St. Mary's Cathedral


St. Mary's Cathedral, the Gothic Revival style church on the northeast corner of Hyde Park, towers oddly above its surroundings like it's been displaced in time and space. Viewed from in front of the south entrance, every other building its scale is a skyscraper, and though there are other sandstone buildings nearby, the cathedral's distinctively European Gothic architecture makes it unique. You'd think that stepping inside would be like stepping through a portal into any interchangeable Gothic cathedral in western Europe, but that's not really the case—something's a bit off.

The structure of the interior is almost cookie-cutter, with grand stained-glass windows depicting Catholic imagery, stately columns and arches, soaring wood-vaulted ceiling, and a font that looks older than the entire rest of the building (this version of St. Mary's was begun in 1866 after a fire, according to the cathedral's website). I've visited Gothic cathedrals in Europe and the physical similarities are unmissable. But there are key points where the similarities start to break down, and the most obvious instance is the actual construction material of St. Mary's: the native sandstone. The stone gives a warm ("honey colored") glow utterly unlike the cold gray stone of European Gothic architecture such as the Venetian Doge's Palace. I visited the latter when the weather was comparably warm, but the atmosphere inside was much cooler, the interior darker and solemner. When researching examples of Gothic architecture, I came across this cathedral near Birmingham, England, which is markedly similar in design to St. Mary's (down to the saintly heads at the bases of arches, also visible in the photo above); the visibly cooler-toned stone, lit by typical British daylight, lends a dimmer, grimmer, and older mood. St. Mary's emulates the traditional style but achieves an altogether different effect.

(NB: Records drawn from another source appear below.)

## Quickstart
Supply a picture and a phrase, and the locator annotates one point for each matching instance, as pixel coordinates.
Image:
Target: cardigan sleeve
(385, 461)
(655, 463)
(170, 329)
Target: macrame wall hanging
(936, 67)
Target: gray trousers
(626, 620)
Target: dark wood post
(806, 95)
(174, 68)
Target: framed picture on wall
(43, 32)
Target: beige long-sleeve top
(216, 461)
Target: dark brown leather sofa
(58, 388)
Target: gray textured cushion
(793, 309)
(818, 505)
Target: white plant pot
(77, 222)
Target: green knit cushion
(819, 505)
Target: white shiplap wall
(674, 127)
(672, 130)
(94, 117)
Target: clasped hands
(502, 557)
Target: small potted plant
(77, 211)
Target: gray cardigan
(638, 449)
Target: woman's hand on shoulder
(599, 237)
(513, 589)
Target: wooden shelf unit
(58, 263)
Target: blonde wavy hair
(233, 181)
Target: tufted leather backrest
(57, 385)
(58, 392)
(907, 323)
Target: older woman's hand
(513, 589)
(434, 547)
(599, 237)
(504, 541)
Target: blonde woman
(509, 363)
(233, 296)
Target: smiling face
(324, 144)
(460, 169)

In the 19th century, Australian architects jumped on the Gothic Revival bandwagon like their Victorian British motherland. But in their emulation of empire trends, they had to utilize native materials and adapt to the Australian landscape. The cathedral is built out of Sydney sandstone, and the website notes that instead of the traditional east-west cruciform configuration, due to land constraints, St. Mary's is oriented north-to south. The website also notes that the architect, William Wardell, utilized "native flora throughout as a decorative element" though I was not able to see this for myself. The Australian cathedral stands at a crossroads of aspiring to its British colonizer roots and gesturing toward/reacting to its own unique environmental (and cultural) context.

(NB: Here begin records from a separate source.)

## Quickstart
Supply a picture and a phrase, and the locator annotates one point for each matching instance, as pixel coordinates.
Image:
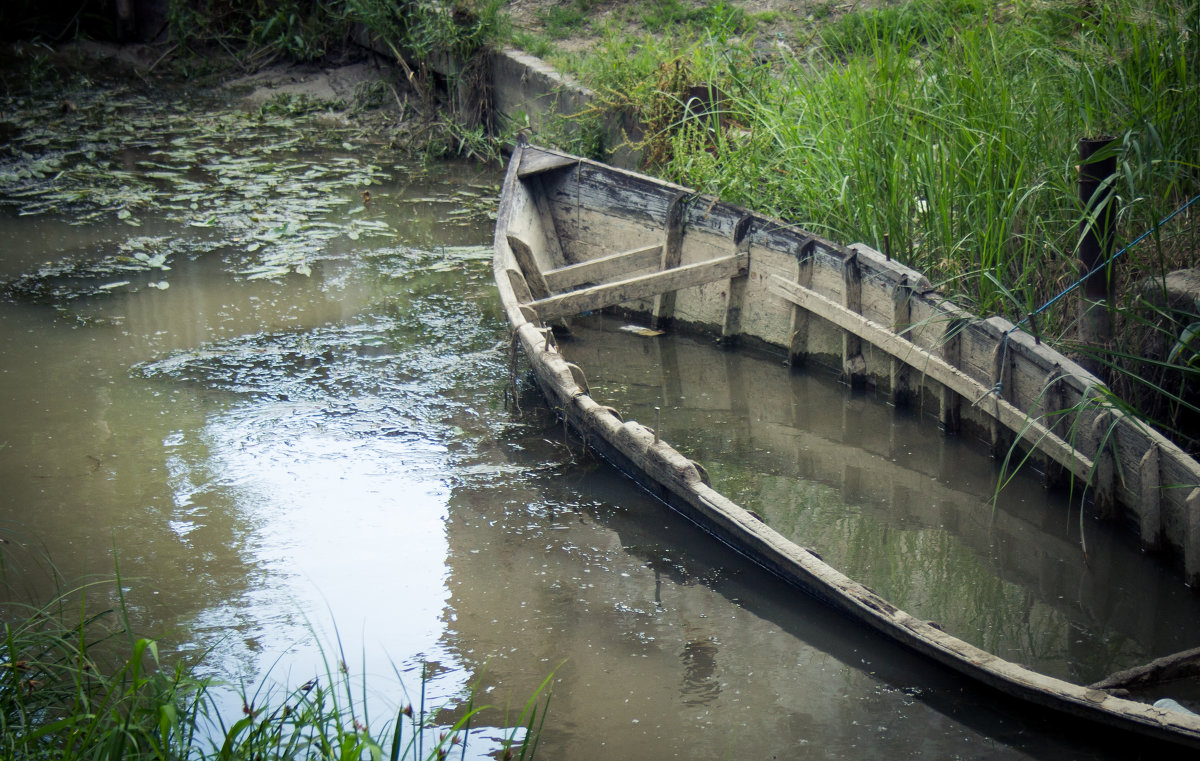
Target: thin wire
(1102, 265)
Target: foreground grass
(946, 131)
(75, 684)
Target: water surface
(281, 412)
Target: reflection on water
(271, 453)
(900, 508)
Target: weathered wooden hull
(575, 235)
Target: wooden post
(1097, 171)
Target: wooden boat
(574, 235)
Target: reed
(76, 684)
(946, 130)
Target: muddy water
(281, 412)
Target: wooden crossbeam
(937, 369)
(643, 287)
(604, 268)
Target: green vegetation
(946, 131)
(76, 684)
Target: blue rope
(1102, 265)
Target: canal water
(277, 407)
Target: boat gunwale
(637, 451)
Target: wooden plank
(604, 269)
(534, 161)
(633, 288)
(523, 255)
(937, 369)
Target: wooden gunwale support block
(1103, 481)
(853, 366)
(672, 255)
(520, 287)
(798, 329)
(936, 367)
(1151, 497)
(1050, 403)
(550, 229)
(640, 287)
(1192, 546)
(1002, 381)
(949, 408)
(900, 381)
(604, 268)
(735, 294)
(528, 264)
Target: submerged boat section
(575, 237)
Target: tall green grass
(76, 684)
(948, 130)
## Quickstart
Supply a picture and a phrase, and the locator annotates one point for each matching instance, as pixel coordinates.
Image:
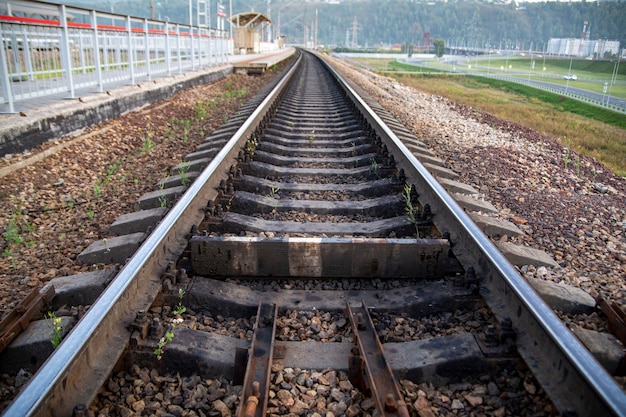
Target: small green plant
(374, 167)
(148, 144)
(56, 334)
(410, 211)
(97, 189)
(273, 191)
(111, 171)
(18, 228)
(180, 308)
(162, 197)
(183, 170)
(169, 333)
(250, 147)
(566, 152)
(577, 165)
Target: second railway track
(310, 203)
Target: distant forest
(401, 21)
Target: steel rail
(570, 375)
(78, 367)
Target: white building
(581, 47)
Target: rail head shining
(571, 376)
(53, 390)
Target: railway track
(307, 187)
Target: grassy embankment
(584, 128)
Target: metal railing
(67, 48)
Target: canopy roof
(250, 20)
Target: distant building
(582, 47)
(604, 47)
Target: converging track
(314, 182)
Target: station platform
(259, 64)
(42, 119)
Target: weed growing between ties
(169, 333)
(18, 230)
(56, 332)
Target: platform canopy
(248, 28)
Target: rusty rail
(29, 309)
(257, 378)
(371, 362)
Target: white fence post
(66, 51)
(4, 75)
(96, 50)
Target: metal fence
(67, 48)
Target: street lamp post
(613, 77)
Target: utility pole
(355, 30)
(315, 33)
(269, 16)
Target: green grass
(557, 101)
(588, 129)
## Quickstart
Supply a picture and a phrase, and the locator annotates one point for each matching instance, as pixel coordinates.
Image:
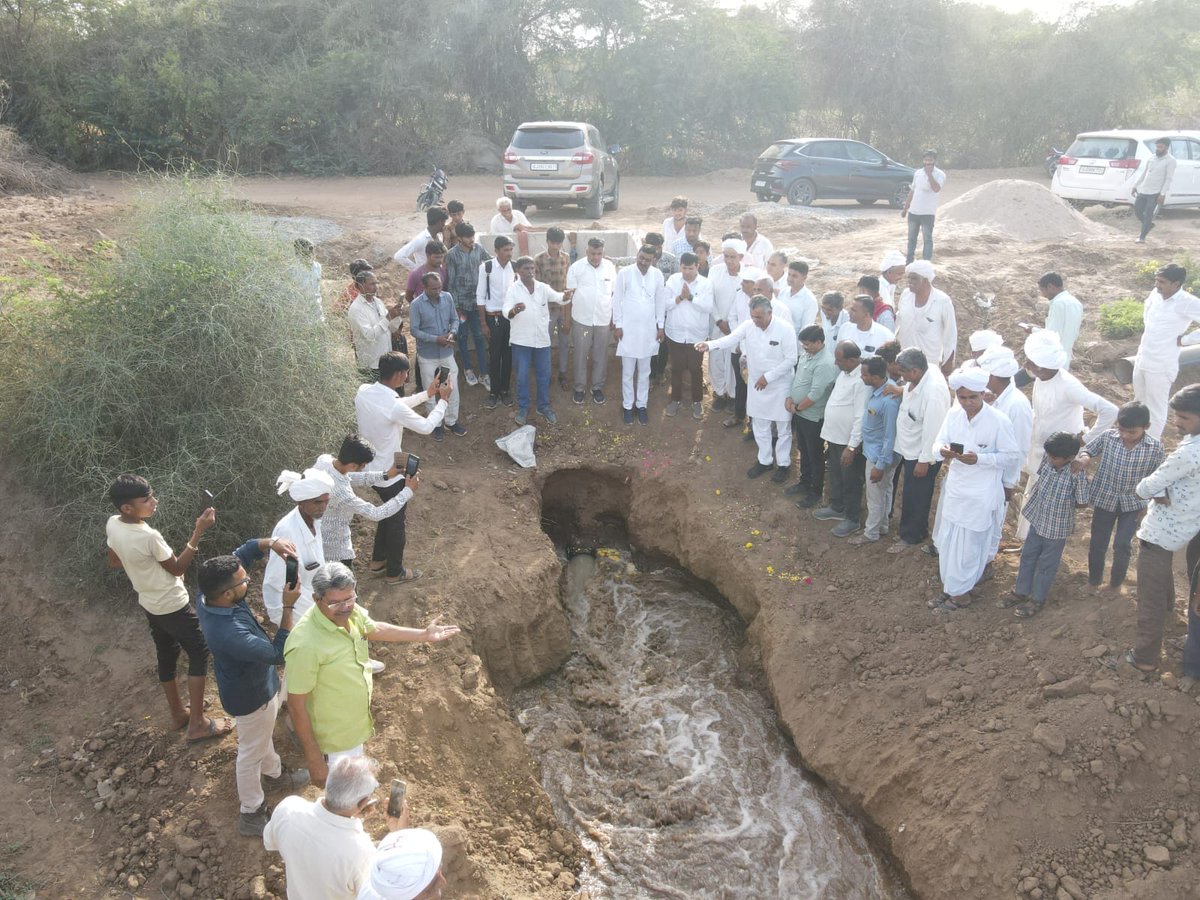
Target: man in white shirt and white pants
(921, 205)
(772, 352)
(639, 309)
(1168, 313)
(383, 417)
(589, 295)
(925, 317)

I think this is indicative of not just historical Australian architecture (bearing in mind that St. Mary's was officially completed in 2000), but also Australian culture as a whole. White colonizers arrived on the continent and ever since then (concurrently and retroactively) have been reckoning with the land and its indigenous inhabitants. At times they have acknowledged and attempted to accommodate the original Australians in the endeavor to keep pace with the rest of the West—other times, they have steamrolled right over them. We have discussed some of the various atrocities wrought by the British immigrants and some of the reconciliation efforts, and we have seen some of them dramatized in Rabbit-Proof Fence and Australia (with varying degrees of factuality). Both of these movies are attempts to address the disconnect between white interests and indigenous culture, a disconnect which is exemplified more harmlessly and harmoniously in St. Mary's Cathedral. In the same way that the films struggle—one more than the other—to reconcile dominant (white) Australian culture to the realities of the cultural context, historical and ongoing, the cathedral attempts to marry British aesthetics with the native Australian landscape. When successful, the end result is not a colonial-legitimating, "self-congratulatory fantasy of a Happy White Australia"—or the envisioned staid façade of a European Gothic cathedral (Huggan 21). Instead, like Rabbit-Proof Fence, the result is an unexpected and unsettling illumination of the rift between white expectation and indigenous reality.

HED


Sources:

Dargue, William. "Coleshill." Birmingham Churches . . . from A to Y, 7 May 2013, ahistoryofbirminghamchurches.jimdo.com/parishes-in-the-diocese-of-birmingham-outside-the-city/coleshill-st-peter-st-paul/. Accessed 7 Jan 2018.

"History of the Cathedral – Living our heritage." St. Mary's Cathedral Sydney, www.stmaryscathedral.org.au/history-art/history-of-the-cathedral/. Accessed 7 Jan 2018.

Huggan, Graham. "Australian Literature, Race, and the Politics of Location." Australian Literature: Postcolonialism, Racism, and Transnationalism. Oxford UP, 2007, pp. 1-34.